- The new study uses a statistical analysis based on exhaustive lobbying records.
- The results show that lobbying by firms expected to lose money as a result of legislation was significantly more effective in the case of the American Clean Energy and Security Act.
- The study's authors suggest their results can help lawmakers pass better regulations in the future.
How much power do lobbyists wield when it comes to enacting climate change policy? A first-of-its-kind study, published in the journal Nature Climate Change, explores that question by focusing on one prominent example from recent history.
In 2009, American lawmakers had the chance to pass what would’ve been among the most comprehensive climate change regulation to date: the American Clean Energy and Security Act, also known as the Waxman-Markey bill. The bill was based on a cap-and-trade system in which the government would’ve issued a set number of permits to companies that allowed them to produce emissions. These companies, in turn, would’ve been able to buy and sell these permits among one another.

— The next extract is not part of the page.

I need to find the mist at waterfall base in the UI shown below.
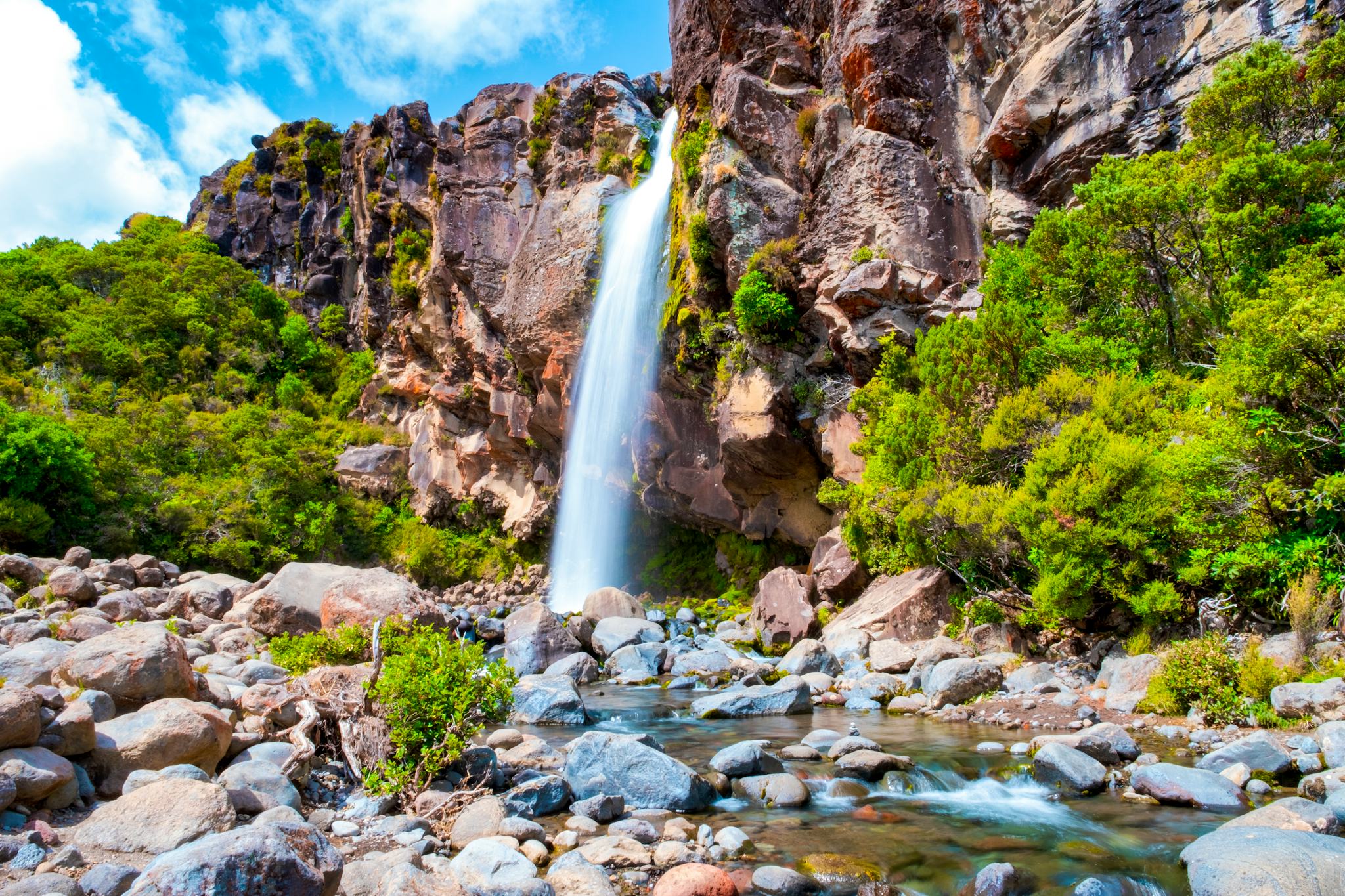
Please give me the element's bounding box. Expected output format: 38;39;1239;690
550;109;676;611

The bill passed in the House but never made it to the Senate floor, setting the tone for climate change regulation in the U.S. in the following decade. Why did it fail? For one, climate change regulation often doesn’t pass because of weak incentives: Why should one jurisdiction suffer the costs of regulation when it can benefit from the reductions of others? Beyond that, how much of a role did lobbying play in the process?

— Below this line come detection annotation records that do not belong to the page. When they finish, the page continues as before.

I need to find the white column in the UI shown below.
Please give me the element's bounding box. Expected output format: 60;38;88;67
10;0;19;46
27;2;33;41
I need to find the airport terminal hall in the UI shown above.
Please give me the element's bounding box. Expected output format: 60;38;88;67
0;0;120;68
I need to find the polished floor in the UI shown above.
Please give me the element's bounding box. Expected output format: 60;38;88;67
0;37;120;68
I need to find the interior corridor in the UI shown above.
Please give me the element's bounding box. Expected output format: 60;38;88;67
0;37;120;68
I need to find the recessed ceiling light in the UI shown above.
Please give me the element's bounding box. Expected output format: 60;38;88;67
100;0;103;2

Using a statistical analysis based on lobbying records, the authors found that lobbying lowered the probability of the Waxman-Markey bill passing by 13 percent (55 to 42 percent), resulting in an estimated social cost of $60 billion. According to the researchers of the study, two general findings emerged:
“First, we find that firms that are expected to lose are more effective at lobbying to lower the policy’s chances than firms that are expected to gain are at lobbying to raise the policy’s chances. Second, regardless of whether a firm gains or loses, there are diminishing returns to lobbying.”

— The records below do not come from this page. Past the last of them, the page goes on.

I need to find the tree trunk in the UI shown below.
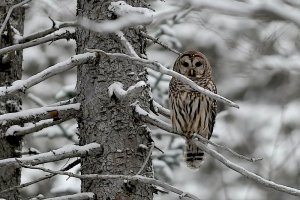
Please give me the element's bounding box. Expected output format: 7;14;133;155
0;0;24;199
77;0;153;200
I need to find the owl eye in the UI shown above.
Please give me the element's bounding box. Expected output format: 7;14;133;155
182;62;189;67
195;62;202;67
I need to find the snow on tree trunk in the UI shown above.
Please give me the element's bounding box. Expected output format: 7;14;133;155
77;0;153;200
0;0;24;199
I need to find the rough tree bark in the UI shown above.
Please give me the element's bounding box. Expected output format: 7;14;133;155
0;0;24;199
77;0;153;200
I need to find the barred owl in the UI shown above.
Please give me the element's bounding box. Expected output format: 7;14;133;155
169;51;217;169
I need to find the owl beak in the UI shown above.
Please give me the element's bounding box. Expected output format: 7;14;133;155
189;69;196;77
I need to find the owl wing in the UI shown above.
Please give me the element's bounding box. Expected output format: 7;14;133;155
207;81;217;139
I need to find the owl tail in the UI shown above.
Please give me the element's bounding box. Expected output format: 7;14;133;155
184;140;204;169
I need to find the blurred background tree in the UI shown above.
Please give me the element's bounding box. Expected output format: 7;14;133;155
5;0;300;200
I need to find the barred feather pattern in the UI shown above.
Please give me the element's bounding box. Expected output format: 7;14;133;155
169;51;217;169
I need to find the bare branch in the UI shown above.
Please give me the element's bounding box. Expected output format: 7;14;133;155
43;192;95;200
195;135;262;162
0;53;96;96
136;142;155;175
141;31;181;55
27;93;75;142
131;102;261;162
87;49;239;108
18;18;77;44
116;31;139;57
5;116;69;138
0;159;80;194
49;97;77;106
132;103;300;196
152;100;171;118
20;163;200;200
0;103;80;134
0;0;31;39
0;143;102;167
193;137;300;196
0;31;75;55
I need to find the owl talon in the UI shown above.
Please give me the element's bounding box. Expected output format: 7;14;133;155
179;192;187;199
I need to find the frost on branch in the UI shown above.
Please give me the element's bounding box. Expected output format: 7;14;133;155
108;81;147;99
108;1;153;24
0;143;102;167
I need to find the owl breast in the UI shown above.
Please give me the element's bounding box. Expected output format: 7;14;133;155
170;91;211;138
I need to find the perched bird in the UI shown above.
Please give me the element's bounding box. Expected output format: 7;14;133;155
169;51;217;169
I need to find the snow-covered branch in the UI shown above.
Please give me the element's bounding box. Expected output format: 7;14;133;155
0;159;81;194
0;0;31;38
193;137;300;196
0;103;80;133
77;1;153;33
0;53;96;96
49;97;77;106
0;31;75;55
132;103;300;196
20;163;200;200
116;31;139;57
5;116;69;138
18;18;77;44
87;49;239;108
108;81;147;99
44;192;95;200
0;143;102;167
131;102;261;162
141;31;181;55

The authors weren’t quite sure why lobbying from oppositional firms proved to be more effective. But they said their results suggest that “subtle design changes to market-based climate policies can alleviate political opposition and increase chances of adoption,” as study author Kyle Meng, an economist and UC Santa Barbara professor, told UC Santa Barbara’s The Current.
The Waxman-Markey bill, for example, would’ve issued free permits to some firms. If regulators had identified the firms expected to lose from the bill, and then made an effort to issue free permits to those same companies, the likely result would’ve been less oppositional lobbying.
“Our findings also provide a glimmer of hope by paving a path toward more politically robust climate policies,” Meng said.